But Carney’s remarks last year “presaged a change in attitude towards oil companies by governments, financial regulators, and investors that has become clearer since the Paris climate change agreement last December,” IEEFA notes. Regulators are pushing oil and gas companies to declare the portions of their reserves that are unburnable in an era of carbon controls. And “activist shareholders have had unprecedented support from mainstream investors for their efforts to force oil companies to explain how their businesses would be changed by full-scale decarbonization.”
The Economist article argues the stranded assets issue back and forth, but concludes with commentary from Mark Lewis of Barclays, an advisor to Carney’s Task Force on Climate-related Financial Disclosures.
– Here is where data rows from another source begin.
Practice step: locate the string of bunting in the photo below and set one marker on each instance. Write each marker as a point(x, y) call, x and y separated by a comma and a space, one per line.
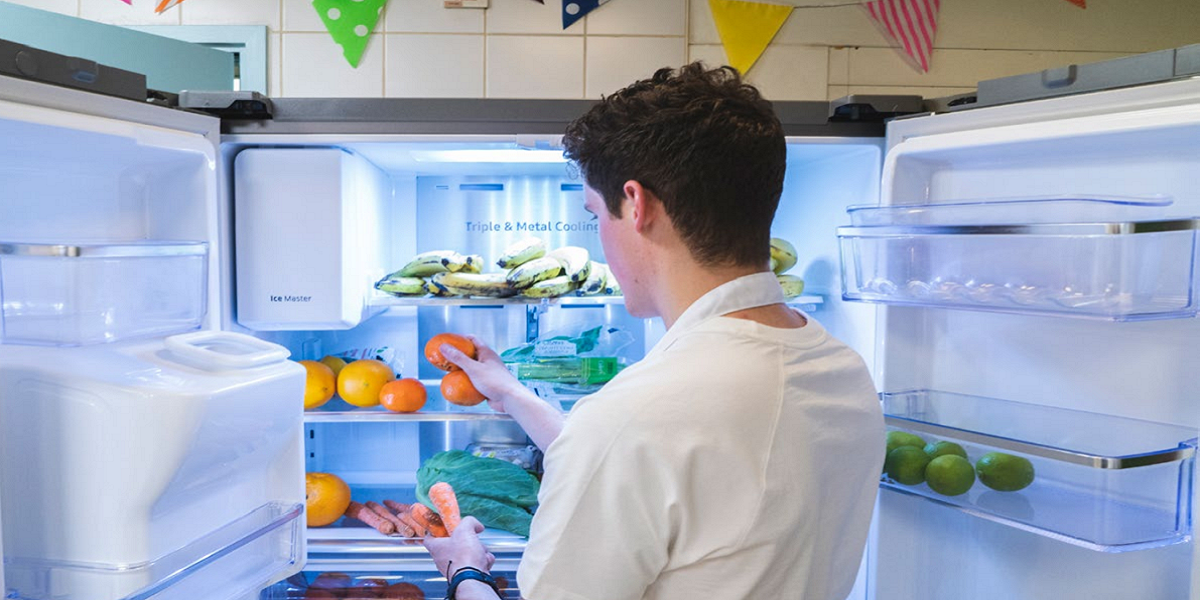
point(745, 27)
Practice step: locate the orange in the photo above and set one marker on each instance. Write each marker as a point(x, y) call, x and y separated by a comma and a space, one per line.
point(327, 497)
point(359, 383)
point(319, 384)
point(334, 363)
point(457, 389)
point(403, 395)
point(433, 349)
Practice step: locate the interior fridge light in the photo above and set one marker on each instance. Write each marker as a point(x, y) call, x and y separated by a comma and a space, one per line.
point(491, 155)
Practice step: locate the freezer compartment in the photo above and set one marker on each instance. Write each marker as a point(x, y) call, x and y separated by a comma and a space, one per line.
point(75, 294)
point(1099, 481)
point(1116, 271)
point(400, 581)
point(239, 558)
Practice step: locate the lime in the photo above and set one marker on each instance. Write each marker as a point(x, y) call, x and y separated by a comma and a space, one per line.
point(936, 449)
point(906, 465)
point(1005, 472)
point(903, 438)
point(949, 474)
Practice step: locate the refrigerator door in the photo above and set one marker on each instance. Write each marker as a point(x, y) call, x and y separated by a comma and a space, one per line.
point(106, 201)
point(1033, 265)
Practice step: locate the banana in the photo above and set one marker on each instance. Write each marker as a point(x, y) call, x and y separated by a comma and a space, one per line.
point(492, 285)
point(598, 274)
point(575, 262)
point(474, 263)
point(433, 288)
point(402, 286)
point(784, 255)
point(521, 252)
point(429, 263)
point(612, 287)
point(551, 288)
point(792, 285)
point(539, 269)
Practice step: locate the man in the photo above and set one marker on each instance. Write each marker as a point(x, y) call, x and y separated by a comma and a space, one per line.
point(739, 459)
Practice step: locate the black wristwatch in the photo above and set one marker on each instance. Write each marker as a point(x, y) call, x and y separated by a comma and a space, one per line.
point(471, 573)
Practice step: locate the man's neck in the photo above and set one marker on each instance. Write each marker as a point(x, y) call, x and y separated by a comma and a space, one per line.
point(688, 282)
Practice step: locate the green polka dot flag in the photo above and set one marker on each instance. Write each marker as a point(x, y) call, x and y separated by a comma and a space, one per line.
point(351, 23)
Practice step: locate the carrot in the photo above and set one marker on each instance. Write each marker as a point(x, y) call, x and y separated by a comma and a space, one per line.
point(447, 503)
point(401, 528)
point(367, 516)
point(402, 514)
point(423, 515)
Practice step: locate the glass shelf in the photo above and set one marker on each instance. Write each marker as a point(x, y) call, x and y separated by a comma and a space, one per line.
point(1103, 483)
point(1105, 270)
point(385, 300)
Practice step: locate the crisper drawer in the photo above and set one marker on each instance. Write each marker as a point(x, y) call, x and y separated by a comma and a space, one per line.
point(1113, 270)
point(414, 580)
point(61, 294)
point(1099, 481)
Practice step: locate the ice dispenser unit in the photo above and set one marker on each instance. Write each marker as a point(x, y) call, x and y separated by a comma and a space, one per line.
point(165, 468)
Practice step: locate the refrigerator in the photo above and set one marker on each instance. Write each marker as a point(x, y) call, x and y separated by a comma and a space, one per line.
point(1017, 267)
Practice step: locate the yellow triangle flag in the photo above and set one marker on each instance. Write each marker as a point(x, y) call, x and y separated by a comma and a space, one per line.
point(747, 28)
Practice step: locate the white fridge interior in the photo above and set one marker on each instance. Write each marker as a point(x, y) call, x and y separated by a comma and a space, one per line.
point(355, 208)
point(1006, 325)
point(147, 454)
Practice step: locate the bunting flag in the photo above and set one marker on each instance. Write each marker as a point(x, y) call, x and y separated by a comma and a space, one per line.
point(910, 25)
point(349, 22)
point(575, 10)
point(747, 28)
point(162, 6)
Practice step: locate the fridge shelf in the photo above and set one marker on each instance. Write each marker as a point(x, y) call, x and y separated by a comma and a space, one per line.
point(235, 557)
point(808, 301)
point(64, 294)
point(1113, 270)
point(1103, 483)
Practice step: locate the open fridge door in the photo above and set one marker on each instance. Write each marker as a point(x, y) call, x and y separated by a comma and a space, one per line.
point(1035, 269)
point(147, 454)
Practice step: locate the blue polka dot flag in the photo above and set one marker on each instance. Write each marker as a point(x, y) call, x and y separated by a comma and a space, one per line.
point(575, 10)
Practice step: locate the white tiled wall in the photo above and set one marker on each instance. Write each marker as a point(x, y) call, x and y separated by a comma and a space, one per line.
point(519, 49)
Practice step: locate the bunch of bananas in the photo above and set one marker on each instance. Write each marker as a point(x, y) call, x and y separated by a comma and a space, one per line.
point(783, 257)
point(529, 270)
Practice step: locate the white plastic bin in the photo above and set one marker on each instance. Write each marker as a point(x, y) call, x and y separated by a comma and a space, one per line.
point(167, 469)
point(61, 294)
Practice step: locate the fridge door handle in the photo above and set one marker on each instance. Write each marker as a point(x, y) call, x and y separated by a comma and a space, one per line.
point(225, 349)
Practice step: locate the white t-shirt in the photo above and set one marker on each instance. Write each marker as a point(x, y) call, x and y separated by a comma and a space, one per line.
point(736, 461)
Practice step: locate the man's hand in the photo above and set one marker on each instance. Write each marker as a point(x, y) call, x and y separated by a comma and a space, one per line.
point(487, 375)
point(461, 549)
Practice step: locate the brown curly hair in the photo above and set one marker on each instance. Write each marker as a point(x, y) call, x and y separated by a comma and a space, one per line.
point(707, 144)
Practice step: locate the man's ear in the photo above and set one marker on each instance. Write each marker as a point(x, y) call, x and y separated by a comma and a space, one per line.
point(642, 204)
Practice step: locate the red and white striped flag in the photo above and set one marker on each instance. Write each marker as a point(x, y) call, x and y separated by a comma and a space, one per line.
point(909, 24)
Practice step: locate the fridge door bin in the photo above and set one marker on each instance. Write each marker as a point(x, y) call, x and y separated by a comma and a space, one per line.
point(1103, 483)
point(83, 294)
point(1115, 271)
point(239, 558)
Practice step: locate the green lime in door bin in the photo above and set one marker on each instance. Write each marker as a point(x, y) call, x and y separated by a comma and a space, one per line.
point(949, 474)
point(935, 449)
point(1005, 472)
point(906, 465)
point(903, 438)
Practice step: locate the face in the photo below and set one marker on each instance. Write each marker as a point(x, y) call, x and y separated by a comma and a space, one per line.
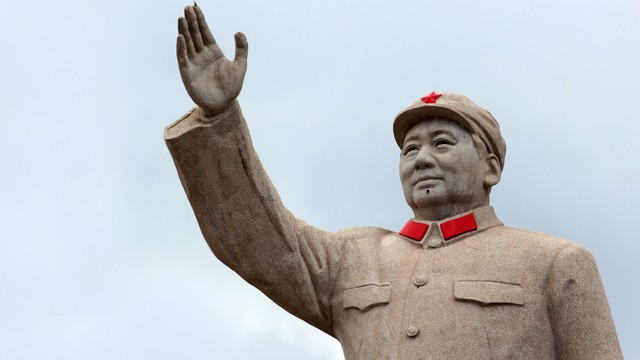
point(441, 171)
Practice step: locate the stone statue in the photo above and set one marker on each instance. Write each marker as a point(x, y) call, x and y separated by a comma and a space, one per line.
point(454, 283)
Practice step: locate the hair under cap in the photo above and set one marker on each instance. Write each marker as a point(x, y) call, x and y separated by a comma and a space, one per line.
point(454, 107)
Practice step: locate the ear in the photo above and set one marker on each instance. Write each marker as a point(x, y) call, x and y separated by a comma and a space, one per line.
point(493, 171)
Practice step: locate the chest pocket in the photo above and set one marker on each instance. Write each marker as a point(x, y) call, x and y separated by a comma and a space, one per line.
point(489, 292)
point(366, 296)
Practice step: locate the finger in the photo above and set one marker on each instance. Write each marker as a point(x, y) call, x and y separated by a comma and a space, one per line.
point(242, 47)
point(183, 29)
point(192, 20)
point(181, 52)
point(207, 36)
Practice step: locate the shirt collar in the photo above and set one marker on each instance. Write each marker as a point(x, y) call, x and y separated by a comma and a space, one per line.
point(443, 232)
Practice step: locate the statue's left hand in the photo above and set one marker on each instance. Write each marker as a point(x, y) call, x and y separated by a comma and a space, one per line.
point(212, 81)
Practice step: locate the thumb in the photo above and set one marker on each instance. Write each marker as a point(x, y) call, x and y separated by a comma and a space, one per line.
point(242, 47)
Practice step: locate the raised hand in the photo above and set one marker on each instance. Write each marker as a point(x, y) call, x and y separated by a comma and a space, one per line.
point(212, 81)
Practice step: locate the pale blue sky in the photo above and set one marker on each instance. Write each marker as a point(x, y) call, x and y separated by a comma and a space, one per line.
point(100, 255)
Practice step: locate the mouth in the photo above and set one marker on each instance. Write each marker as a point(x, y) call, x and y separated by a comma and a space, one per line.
point(427, 179)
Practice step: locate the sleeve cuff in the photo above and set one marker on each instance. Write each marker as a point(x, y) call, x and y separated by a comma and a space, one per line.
point(197, 118)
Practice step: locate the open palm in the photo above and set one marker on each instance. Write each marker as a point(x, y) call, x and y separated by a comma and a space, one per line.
point(212, 81)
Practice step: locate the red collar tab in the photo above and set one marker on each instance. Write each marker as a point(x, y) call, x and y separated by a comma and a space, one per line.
point(414, 230)
point(431, 98)
point(458, 226)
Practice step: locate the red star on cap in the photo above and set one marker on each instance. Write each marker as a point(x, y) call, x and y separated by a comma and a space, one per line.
point(431, 98)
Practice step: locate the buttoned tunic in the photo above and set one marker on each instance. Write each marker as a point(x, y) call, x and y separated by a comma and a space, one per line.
point(491, 293)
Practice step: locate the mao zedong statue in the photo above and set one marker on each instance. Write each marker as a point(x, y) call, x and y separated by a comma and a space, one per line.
point(454, 283)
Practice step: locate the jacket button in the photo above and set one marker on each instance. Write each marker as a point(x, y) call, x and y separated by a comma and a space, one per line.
point(435, 242)
point(412, 331)
point(419, 280)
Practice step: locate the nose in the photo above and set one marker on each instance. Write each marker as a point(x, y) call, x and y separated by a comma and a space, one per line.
point(424, 160)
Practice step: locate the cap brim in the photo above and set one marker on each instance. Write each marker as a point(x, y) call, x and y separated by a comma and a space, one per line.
point(413, 115)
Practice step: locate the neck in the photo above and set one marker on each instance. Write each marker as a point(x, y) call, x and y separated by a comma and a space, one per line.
point(436, 213)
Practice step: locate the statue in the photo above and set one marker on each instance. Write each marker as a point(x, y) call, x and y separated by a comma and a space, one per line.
point(454, 283)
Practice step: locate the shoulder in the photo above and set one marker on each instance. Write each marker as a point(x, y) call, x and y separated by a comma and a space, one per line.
point(530, 239)
point(368, 233)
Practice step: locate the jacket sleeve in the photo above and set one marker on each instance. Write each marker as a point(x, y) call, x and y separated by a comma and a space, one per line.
point(243, 220)
point(579, 310)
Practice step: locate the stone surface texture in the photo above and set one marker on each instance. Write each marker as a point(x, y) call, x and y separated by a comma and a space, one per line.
point(494, 293)
point(454, 284)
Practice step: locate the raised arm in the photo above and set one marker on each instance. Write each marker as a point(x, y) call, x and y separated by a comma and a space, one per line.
point(238, 209)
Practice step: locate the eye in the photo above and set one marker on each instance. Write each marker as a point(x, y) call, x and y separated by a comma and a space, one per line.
point(409, 149)
point(443, 142)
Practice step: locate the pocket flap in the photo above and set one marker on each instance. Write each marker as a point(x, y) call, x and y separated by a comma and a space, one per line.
point(489, 292)
point(366, 296)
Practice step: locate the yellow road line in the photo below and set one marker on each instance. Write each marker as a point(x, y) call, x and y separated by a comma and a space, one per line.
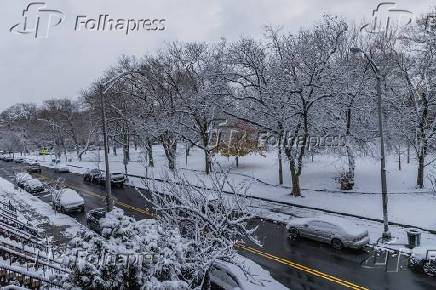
point(268, 256)
point(303, 268)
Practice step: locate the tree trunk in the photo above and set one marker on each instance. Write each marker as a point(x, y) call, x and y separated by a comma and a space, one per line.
point(296, 191)
point(280, 159)
point(350, 153)
point(420, 178)
point(206, 161)
point(170, 148)
point(149, 148)
point(399, 159)
point(206, 152)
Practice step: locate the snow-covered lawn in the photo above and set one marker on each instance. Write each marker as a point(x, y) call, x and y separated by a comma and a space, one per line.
point(407, 205)
point(259, 278)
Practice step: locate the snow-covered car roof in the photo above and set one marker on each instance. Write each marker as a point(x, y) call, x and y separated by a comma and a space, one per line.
point(117, 173)
point(70, 197)
point(424, 252)
point(347, 226)
point(34, 183)
point(22, 176)
point(62, 166)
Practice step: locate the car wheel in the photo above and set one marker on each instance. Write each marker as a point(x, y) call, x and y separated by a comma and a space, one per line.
point(337, 244)
point(429, 268)
point(293, 234)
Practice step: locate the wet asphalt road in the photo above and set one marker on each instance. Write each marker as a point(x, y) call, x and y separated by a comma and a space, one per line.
point(301, 264)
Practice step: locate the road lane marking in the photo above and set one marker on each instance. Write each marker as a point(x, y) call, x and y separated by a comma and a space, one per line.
point(252, 250)
point(303, 268)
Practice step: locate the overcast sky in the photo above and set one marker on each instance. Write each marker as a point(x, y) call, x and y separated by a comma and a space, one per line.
point(60, 65)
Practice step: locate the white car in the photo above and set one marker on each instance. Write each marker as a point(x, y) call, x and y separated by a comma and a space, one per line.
point(62, 168)
point(67, 200)
point(33, 186)
point(21, 178)
point(337, 232)
point(424, 259)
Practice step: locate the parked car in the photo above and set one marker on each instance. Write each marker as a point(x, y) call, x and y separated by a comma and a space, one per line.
point(21, 178)
point(99, 177)
point(93, 219)
point(337, 232)
point(424, 259)
point(34, 167)
point(19, 160)
point(62, 168)
point(67, 200)
point(92, 175)
point(117, 179)
point(33, 186)
point(8, 159)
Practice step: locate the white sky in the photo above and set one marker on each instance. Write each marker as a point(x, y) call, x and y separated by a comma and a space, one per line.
point(67, 61)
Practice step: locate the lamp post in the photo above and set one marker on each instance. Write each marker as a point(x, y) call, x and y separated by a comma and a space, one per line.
point(108, 197)
point(355, 50)
point(103, 88)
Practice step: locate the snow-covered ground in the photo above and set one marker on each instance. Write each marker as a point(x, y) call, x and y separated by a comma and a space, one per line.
point(407, 205)
point(258, 278)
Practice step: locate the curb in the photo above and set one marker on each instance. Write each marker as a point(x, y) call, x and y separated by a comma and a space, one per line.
point(293, 205)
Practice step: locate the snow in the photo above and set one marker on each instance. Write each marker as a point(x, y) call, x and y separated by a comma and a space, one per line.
point(33, 183)
point(7, 191)
point(70, 198)
point(256, 277)
point(320, 190)
point(424, 253)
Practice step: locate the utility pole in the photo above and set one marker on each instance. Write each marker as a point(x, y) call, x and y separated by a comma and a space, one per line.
point(386, 233)
point(109, 201)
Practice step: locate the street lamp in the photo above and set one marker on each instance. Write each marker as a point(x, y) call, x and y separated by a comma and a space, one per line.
point(102, 90)
point(109, 201)
point(355, 50)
Lewis warned “that if measures to stop global warming are fully implemented, oil company revenues could fall by more than $22 trillion over the next 25 years, more than twice the predicted decline for the gas and coal industries combined.”
Lewis apparently “sees a cautionary tale in the woes of European utilities, hit by government action to penalize coal and nuclear power,” the business magazine adds. “They have suffered such a devastating collapse in their share prices in recent years that some of the biggest, including Germany’s E.ON, have been forced to split off their fossil fuel businesses. If the big oil companies are encouraged to discuss climate change risks openly, they will have a better chance of avoiding such a fate.”